Il serait temps de dire que la cause du dopage n'est pas l'imagination des chimistes, mais les performances inhumaines que l'on demande au corps
Claude Allègre
Que se passerait-il si demain, dans les arènes de Nîmes, un impresario ambitieux organisait un combat de gladiateurs, à mort, quatre contre quatre ? Prime aux vainqueurs : 1 million d'euros chacun. Bien que l'interdiction des jeux du cirque ne soit pas inscrite dans la Constitution ni dans la loi, je ne doute pas que notre ministre de l'Intérieur prendrait un arrêté interdisant ces manifestations et ferait voter en urgence un article de loi sur ce sujet !
Quel sujet ? L'exploitation à des fins commerciales et mercantiles de la vie des hommes ! Mais que faisons-nous aujourd'hui avec le sport de haut niveau ? Pour satisfaire des intérêts économiques de plus en plus puissants - le sport et ses produits dérivés figurent désormais dans les statistiques économiques américaines et bientôt sans doute européennes - on oblige désormais des joueurs professionnels à pratiquer leur sport à une cadence qui dépasse les possibilités physiologiques humaines. D'année en année, les exigences augmentent ! Ainsi demande-t-on aux footballeurs de jouer trois fois par semaine, de plus en plus vite et de plus en plus fort. Au rugby s'affrontent désormais des athlètes de 1,90 mètre, pesant 100 kilos, courant le 100 mètres en 11 secondes : les chocs (même sans volonté de faire mal) sont redoutables et la blessure est devenue un élément de management des clubs.
Résultat : les blessures, souvent graves, se multiplient et les scores finissent par dépendre du nombre et de la qualité des blessés.
Au tennis où, autrefois, on s'alarmait seulement pour le tennis-elbow de l'élégant Américain de Paris Budge Patty, les joueurs tombent comme des mouches. Le n° 1 mondial lui-même, Roger Federer, pourtant si équilibré, a été victime d'un accident musculaire. Chaque tournoi compte à présent son lot de blessés et de forfaits.

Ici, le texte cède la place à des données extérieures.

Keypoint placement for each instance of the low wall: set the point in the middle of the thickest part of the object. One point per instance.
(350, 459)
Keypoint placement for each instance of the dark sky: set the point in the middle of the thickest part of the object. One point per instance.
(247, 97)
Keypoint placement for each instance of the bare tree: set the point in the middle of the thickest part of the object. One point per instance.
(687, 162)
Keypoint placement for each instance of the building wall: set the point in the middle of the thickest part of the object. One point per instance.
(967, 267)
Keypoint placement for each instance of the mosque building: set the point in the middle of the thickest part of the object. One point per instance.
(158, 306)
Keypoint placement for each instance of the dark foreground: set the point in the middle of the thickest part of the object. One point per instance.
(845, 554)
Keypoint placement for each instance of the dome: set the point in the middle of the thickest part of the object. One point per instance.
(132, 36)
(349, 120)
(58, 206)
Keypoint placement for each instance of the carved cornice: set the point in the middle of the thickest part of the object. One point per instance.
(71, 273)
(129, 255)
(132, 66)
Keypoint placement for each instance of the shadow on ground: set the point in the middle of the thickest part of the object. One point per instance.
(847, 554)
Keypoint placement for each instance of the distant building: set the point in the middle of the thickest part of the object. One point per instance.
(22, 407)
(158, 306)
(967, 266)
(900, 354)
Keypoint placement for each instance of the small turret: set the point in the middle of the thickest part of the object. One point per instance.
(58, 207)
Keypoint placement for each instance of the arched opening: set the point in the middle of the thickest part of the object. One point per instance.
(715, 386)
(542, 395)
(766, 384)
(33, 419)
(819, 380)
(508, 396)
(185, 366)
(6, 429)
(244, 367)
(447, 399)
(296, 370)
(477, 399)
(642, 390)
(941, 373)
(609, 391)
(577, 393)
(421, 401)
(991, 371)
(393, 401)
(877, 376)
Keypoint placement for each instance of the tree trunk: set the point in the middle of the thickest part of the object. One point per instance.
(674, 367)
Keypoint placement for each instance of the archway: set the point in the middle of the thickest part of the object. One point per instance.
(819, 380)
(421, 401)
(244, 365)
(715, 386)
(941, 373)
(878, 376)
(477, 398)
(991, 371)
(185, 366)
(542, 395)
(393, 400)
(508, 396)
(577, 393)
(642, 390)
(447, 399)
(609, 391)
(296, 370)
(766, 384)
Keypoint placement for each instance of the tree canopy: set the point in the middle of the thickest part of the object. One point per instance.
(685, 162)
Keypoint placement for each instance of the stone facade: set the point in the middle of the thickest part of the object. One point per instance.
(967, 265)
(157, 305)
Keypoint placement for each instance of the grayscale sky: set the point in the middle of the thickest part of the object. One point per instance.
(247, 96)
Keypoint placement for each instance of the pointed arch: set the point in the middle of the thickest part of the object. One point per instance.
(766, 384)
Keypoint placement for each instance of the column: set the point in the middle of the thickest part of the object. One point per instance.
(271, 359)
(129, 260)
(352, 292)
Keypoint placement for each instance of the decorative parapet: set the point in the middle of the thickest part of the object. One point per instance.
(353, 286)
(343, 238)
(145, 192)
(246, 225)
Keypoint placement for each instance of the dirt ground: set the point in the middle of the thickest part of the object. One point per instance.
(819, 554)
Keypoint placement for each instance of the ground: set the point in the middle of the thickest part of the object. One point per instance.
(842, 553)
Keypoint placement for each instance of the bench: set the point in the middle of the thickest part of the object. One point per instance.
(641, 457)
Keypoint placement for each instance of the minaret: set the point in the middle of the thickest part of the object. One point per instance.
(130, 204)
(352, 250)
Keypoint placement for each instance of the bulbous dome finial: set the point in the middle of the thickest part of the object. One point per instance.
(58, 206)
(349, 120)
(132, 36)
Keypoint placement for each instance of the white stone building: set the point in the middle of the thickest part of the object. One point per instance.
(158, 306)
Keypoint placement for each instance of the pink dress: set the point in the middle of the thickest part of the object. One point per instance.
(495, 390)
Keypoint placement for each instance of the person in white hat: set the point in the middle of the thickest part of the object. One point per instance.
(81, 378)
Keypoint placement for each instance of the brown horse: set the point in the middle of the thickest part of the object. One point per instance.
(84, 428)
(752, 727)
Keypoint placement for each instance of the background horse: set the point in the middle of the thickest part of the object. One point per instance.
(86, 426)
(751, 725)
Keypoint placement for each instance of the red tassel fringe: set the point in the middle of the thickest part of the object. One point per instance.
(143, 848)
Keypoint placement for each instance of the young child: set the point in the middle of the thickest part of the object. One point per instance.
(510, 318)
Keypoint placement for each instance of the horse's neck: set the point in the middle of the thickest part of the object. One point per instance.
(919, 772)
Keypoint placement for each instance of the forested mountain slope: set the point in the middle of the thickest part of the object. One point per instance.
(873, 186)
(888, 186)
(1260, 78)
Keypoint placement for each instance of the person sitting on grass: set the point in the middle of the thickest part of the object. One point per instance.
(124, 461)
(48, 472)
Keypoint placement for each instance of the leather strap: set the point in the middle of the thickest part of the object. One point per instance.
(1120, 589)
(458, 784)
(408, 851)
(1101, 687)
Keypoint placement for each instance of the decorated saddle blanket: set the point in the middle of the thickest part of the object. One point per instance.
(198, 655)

Mais dans quel état ces sportifs seront-ils dans vingt ans ? Des infirmes ? Certains sont déjà victimes du surmenage ou contraints d'absorber des «potions magiques» pour faire face aux cadences qu'on leur impose. Du coup, on s'inquiète du dopage. Et s'engage la lutte du gendarme et du voleur, du chimiste loyal et du chimiste tricheur. On pique, on pisse, on analyse, on conteste, on légifère et… on recommence. Spirale infernale qui ne s'arrêtera jamais. Il serait temps de dire que la cause du dopage n'est pas l'imagination des chimistes (fût-elle infinie), mais les performances inhumaines que l'on demande au corps humain. Comme le disait un jour un coureur cycliste pris la main dans le sac de l'analyse d'urine : « Vous croyez que vous pouvez faire cette étape de quatre cols à 40 kilomètres à l'heure de moyenne en buvant du jus d'orange ?»
Que font les anciennes gloires pour arrêter cette fuite en avant ? Que font les membres de la Commission de Bruxelles ? Au lieu de perdre leur temps à s'interroger sur l'emballage des camemberts, ils devraient s'intéresser au sort de nos gladiateurs modernes du sport, dont les combats passionnent tant de gens.